Award sponsored by Pernod Ricard USA.
When looking to reinvigorate its cocktail program almost three years ago, the Phoenician did the unthinkable: It axed its drinks menu. Gone. No replacement. The 583-room, Scottsdale, Ariz. resort also removed all its well spirits.
“The focus is on the spirit,” explains Thomas “Mac” Gregory, food and beverage director. “If you ask for the cocktail, we then ask you what type of vodka you want.” The resort’s new beverage menus are organized by spirit type, country and price, not a particular drink.
The new menus are meant to engage customers and drive sales. “The servers can’t just put a Margarita into the register,” notes Gregory. “The only way to ring up a cocktail is to have a full conversation about the base spirit… It creates an up-sell with every drink ordered.” The property’s unique take on spirits sales has earned it a Cheers Best Chain Spirits Program Award, sponsored by Pernod Ricard USA.

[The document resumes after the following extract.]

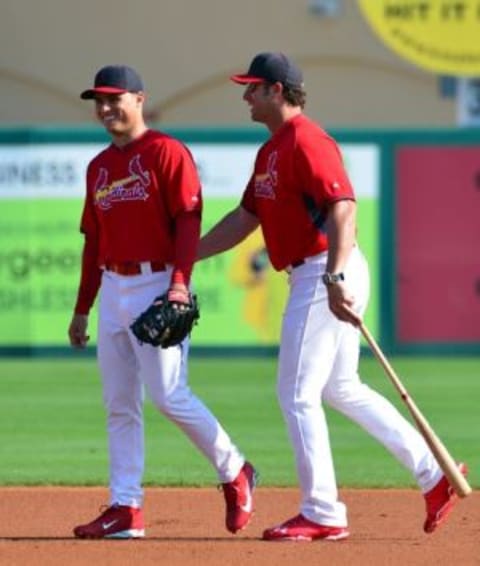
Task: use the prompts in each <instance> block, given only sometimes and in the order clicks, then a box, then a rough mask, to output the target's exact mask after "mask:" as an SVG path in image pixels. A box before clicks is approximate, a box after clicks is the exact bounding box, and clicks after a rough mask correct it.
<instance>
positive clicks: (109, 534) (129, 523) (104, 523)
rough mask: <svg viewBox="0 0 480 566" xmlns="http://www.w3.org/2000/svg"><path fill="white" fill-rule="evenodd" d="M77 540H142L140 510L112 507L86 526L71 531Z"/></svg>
mask: <svg viewBox="0 0 480 566" xmlns="http://www.w3.org/2000/svg"><path fill="white" fill-rule="evenodd" d="M73 534H74V535H75V536H76V537H77V538H90V539H98V538H142V537H144V536H145V526H144V523H143V513H142V510H141V509H136V508H135V507H128V506H127V505H112V506H111V507H108V508H107V509H106V510H105V511H104V512H103V513H102V514H101V515H100V516H99V517H97V518H96V519H95V520H94V521H92V522H91V523H87V524H86V525H79V526H78V527H75V528H74V529H73Z"/></svg>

And, according to Gregory, guests enjoy the discussion. “I don’t think people come in here looking to be sold something,” he notes. “Our job is to make what they want. My responsibility is offer great guest interactions—no order-takers work for me.”
To get guests on the same page, menus concisely explain the concept at the pool bars, where guests may have less time to discover it themselves. “It’s as easy as 1-2-3. First pick your tequila, pick mixer and then pick flavor.” They tailor it to where the guest is ordering the drink. Staff members are not given specific spirits to sell, but most do have their favorites. “A good associate will talk about the higher-priced rums when someone comes in asking for a Piña Colada,” Gregory says.
The goal is to create the artisanal, custom-made experience normally associated with cocktail geek haunts. “Even when people come back to the bar four or five times in a visit, they are having a unique experience every time,” explains Gregory. And the staff can make just about any drink a person can think up. “If people don’t know what they want, we treat it as if they don’t know what type of wine they want,” he says. “We talk about what types of drinks they normally like, and use the menus as a tool to guide them through the experience. We get to educate them on the spirit.”
The spirits list consists of a diverse mix of brands and types, but it doesn’t feature any two of the same flavor. “We don’t duplicate flavors,” says Gregory. “We have only one lemon vodka and one orange rum. When we add a product, it can and does change the product list.” Under Gregory’s direction, the Phoenician built one of the largest Tequila lists in the country with more than 400 Tequilas, priced from $3 to more than $600, including the El Tesoro Paradiso Phoenician Private Label Tequila. The spirits list also features 87 vodkas, priced $6 to $35, and 30 gins, $6 to $35, which are served as tableside Martinis, complete with various infused olive and onion garnishes. Sixty rums, priced $6 to $75, also are prominently featured at the pools, among other locations throughout the hotel.
Training is key, as the associates are tasked with educating the customers. “We do informal and formal training,” says Gregory. “Formal training occurs once a month and is mainly taught by one of the four members of my team.”
In addition, all classes are available for free to all associates, including housekeepers, valets and more. After all, these people have direct interaction with the customers as well. “People all over the property are ambassadors,” Gregory notes. “We have three or four valets that are certified sommeliers.”
Valet sommeliers? Now that’s a unique experience.